Solche Verschwörungstheorien kippen leicht wieder in Judenhass ab. Das führt zur Frage, wie Querdenker politisch einzuordnen sind. Wie andere außerparlamentarische Protestbewegungen der vergangenen Jahre, darunter der frühen Grünen, lehnen die meisten eine Verortung auf der Rechts-Links-Skala ab und teilen auch nicht die klassischen Topoi der völkischen Rechten: Migrations- und Islamfeindlichkeit, Führung durch weiße strongmen, Anti-Globalismus. Das unterscheidet sie von Pegida- und AfD-Aktivisten, Reichsbürgern und Neonazis, die nun aber aus der neuen Fundamentalopposition und Demokratieverdrossenheit Kapital schlagen. Unter Querdenkern findet man erstaunlich viele frühere Grünen-Wählerinnen und Leute, die bei Bürgerinitiativen vom Typus Stuttgart 21 dabei waren und sich eigenen Bekundungen zufolge entweder gar nicht mehr repräsentiert fühlen oder als Protestwähler unterwegs sind zur AfD und Kleinstparteien wie „Die Basis“.

„Querdenken“, manipuliert von eitlen Selbstdarstellern wie Michael Ballweg, Großmaul-Verlegern wie Anselm Lenz oder notorischen Konspirationisten wie Ken Jebsen, ist keine per se rechtsgerichtete Weltanschauung; aber in der nicht zuletzt durch die Pandemie verstärkten Legitimationskrise des politischen Systems bietet es sich als Durchlauferhitzer in die radikale Rechte an, deren Bewegungsunternehmer die aufgesetzte Widerstandspose bestärken: Wir gegen das Establishment. Im Frankreich der 1930er Jahre ist schon einmal eine Bewegung der „Non-Konformisten“ als Tiger gestartet und als Bettvorleger der Faschisten und Kollaborateure geendet.

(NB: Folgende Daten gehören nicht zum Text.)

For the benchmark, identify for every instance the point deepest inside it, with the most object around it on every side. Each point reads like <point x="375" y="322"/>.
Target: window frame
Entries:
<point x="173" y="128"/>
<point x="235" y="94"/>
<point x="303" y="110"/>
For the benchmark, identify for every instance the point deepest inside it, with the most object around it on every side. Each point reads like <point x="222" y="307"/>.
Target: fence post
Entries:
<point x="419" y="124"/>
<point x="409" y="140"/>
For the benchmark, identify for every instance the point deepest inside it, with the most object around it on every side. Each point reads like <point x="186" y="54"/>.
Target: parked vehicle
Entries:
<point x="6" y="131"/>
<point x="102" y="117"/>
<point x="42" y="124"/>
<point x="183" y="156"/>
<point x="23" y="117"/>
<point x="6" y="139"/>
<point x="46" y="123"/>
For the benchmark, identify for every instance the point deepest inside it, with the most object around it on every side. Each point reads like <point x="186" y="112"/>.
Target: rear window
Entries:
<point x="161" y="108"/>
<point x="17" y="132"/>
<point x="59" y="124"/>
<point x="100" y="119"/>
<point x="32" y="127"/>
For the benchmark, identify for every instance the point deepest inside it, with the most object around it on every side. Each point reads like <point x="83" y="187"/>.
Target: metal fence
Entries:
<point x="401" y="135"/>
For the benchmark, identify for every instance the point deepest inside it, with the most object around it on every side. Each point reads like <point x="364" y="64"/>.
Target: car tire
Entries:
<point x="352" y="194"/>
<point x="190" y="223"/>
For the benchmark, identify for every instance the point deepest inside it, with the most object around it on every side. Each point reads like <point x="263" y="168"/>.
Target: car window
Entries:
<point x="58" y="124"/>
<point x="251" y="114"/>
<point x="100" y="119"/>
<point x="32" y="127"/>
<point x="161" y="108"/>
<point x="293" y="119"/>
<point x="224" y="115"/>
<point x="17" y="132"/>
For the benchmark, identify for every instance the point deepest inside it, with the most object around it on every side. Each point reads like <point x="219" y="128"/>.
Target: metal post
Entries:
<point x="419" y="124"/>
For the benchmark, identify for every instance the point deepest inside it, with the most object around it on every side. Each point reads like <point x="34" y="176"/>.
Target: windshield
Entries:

Querdenker sind dabei, wie zuletzt ihr Auftritt in Berlin gezeigt hat, zunehmend bereit zur Anwendung von Gewalt, die sie als Notwehr und zivilen Ungehorsam deklarieren. Das schließt eine wachsende Militanz gegen Reporterinnen der „Lügenpresse“ ein. Das zum Ritual erstarrte, pseudokritische Querdenken ist Ausdruck der Entfremdung eines beträchtlichen Teils der Bevölkerung von der repräsentativen Demokratie und zutiefst destruktiv. Dass die Boulevardpresse das mit reißerischen Schlagzeilen und einträglicher Dramatisierung befeuert, war zu erwarten. Dass auch Kanzlerkandidaten aus Angst vor wild gewordenen Querulanten herumlavieren, ist zutiefst bedauerlich.